いつも通りオフィスで軽い昼食を済ませると、家に電話をかけるため外に出た。正確に言えば、家ではなく、僕の家にいるであろう一ノ瀬さんにだ。
長期休暇の初日は自宅のアパートでゆっくりと過ごすのが僕の定番だから、休暇代行である一ノ瀬さんにもそうしてもらうよう頼んでおいた。だからこの昼休みの間に、彼女が僕の代わりにきちんと休暇を取っているか確認したかったのだ。
とはいえ、昨日の印象から、一ノ瀬さんが休みをサボって働いたりするようなタイプには見えなかったけど。
そう思いながら発信ボタンを押す。
「……はい、一ノ瀬です」
7コール目でようやく出た。あまり急がず電話を取るなんて、なかなかに休暇らしい振る舞いじゃないか。
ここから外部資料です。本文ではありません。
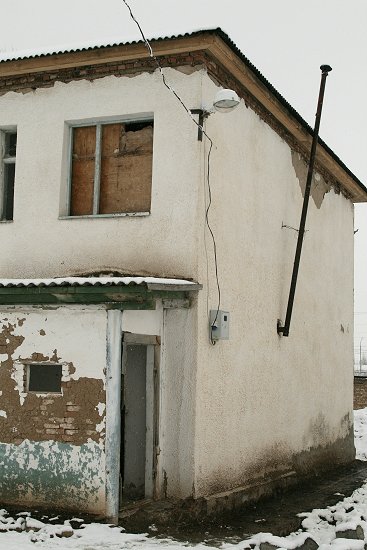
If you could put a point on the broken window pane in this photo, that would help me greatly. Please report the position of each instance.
(8, 142)
(120, 180)
(44, 378)
(83, 167)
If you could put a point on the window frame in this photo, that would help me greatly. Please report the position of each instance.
(28, 366)
(98, 123)
(4, 161)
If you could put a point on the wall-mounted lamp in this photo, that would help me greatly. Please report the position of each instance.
(224, 102)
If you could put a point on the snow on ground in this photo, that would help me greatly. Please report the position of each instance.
(22, 532)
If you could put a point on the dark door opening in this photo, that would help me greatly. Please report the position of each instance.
(137, 422)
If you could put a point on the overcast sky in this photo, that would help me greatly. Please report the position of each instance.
(287, 40)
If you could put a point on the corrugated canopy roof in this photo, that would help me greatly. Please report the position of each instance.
(155, 283)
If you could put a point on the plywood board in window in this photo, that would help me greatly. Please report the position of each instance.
(126, 168)
(83, 166)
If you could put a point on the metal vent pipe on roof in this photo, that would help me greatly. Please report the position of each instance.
(284, 330)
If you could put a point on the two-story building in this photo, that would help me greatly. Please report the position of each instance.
(111, 389)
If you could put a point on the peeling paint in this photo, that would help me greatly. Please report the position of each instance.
(37, 473)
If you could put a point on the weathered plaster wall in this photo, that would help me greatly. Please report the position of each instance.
(178, 406)
(52, 445)
(135, 245)
(269, 406)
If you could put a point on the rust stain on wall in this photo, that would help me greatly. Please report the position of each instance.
(71, 417)
(319, 187)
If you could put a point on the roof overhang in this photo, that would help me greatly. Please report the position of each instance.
(112, 292)
(218, 46)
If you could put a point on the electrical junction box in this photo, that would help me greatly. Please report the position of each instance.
(219, 324)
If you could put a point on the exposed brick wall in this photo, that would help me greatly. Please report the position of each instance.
(360, 392)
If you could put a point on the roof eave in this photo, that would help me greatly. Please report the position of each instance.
(220, 47)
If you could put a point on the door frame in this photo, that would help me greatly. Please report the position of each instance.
(129, 339)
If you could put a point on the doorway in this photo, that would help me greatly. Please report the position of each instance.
(138, 418)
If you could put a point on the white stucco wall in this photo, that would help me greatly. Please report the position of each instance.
(163, 243)
(255, 404)
(264, 401)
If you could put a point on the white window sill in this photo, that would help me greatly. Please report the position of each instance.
(118, 215)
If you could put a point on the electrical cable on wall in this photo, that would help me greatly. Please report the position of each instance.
(200, 126)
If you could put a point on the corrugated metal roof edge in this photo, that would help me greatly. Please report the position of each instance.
(218, 31)
(154, 282)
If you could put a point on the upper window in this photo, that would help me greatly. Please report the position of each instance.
(111, 168)
(8, 147)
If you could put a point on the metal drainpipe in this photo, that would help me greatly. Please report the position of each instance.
(284, 330)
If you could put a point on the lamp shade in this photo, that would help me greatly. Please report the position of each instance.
(226, 100)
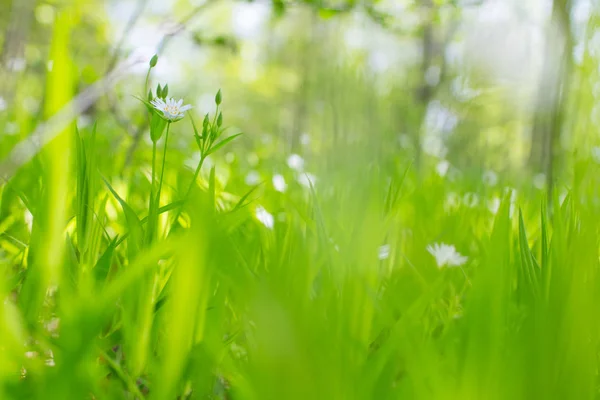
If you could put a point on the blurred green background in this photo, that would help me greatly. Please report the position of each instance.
(300, 263)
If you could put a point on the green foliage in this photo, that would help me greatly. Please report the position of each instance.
(176, 276)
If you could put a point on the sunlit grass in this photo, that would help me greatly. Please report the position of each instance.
(351, 275)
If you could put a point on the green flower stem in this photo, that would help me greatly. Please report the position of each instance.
(162, 171)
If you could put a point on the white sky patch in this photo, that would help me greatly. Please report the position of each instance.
(248, 19)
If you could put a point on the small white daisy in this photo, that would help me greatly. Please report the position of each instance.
(279, 183)
(264, 217)
(171, 109)
(446, 255)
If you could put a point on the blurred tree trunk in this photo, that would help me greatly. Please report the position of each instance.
(552, 94)
(425, 91)
(301, 100)
(15, 37)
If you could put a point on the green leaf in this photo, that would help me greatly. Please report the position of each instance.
(222, 143)
(136, 232)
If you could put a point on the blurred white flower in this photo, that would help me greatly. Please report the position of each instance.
(171, 109)
(296, 162)
(446, 255)
(490, 178)
(596, 153)
(264, 217)
(305, 139)
(16, 64)
(442, 168)
(494, 205)
(229, 158)
(307, 179)
(452, 201)
(252, 178)
(279, 183)
(28, 217)
(384, 252)
(471, 200)
(539, 181)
「どうも、藤宮です。あのー、そっちは今どんな感じですか? 家で何してますか?」
そう言った後に、自分が友達でもない女性に休暇の過ごし方を電話越しで尋ねていることに気づいて、少し恥ずかしくなった。まるでストーカーのようだが、気にもかけず一ノ瀬さんが答える。
「初日は藤宮さんに言われた通り、家でだらだらしていますよ。今はテレビを観ています。この時間帯は、あんまり面白いのがないですね」
一ノ瀬さんの声にノイズっぽい笑い声のようなものが混じっている。何かバラエティーでも見ているのだろうか。平日の昼間というものを長らく会社に捧げ続けているから、どんな番組なのかまったく見当がつかない。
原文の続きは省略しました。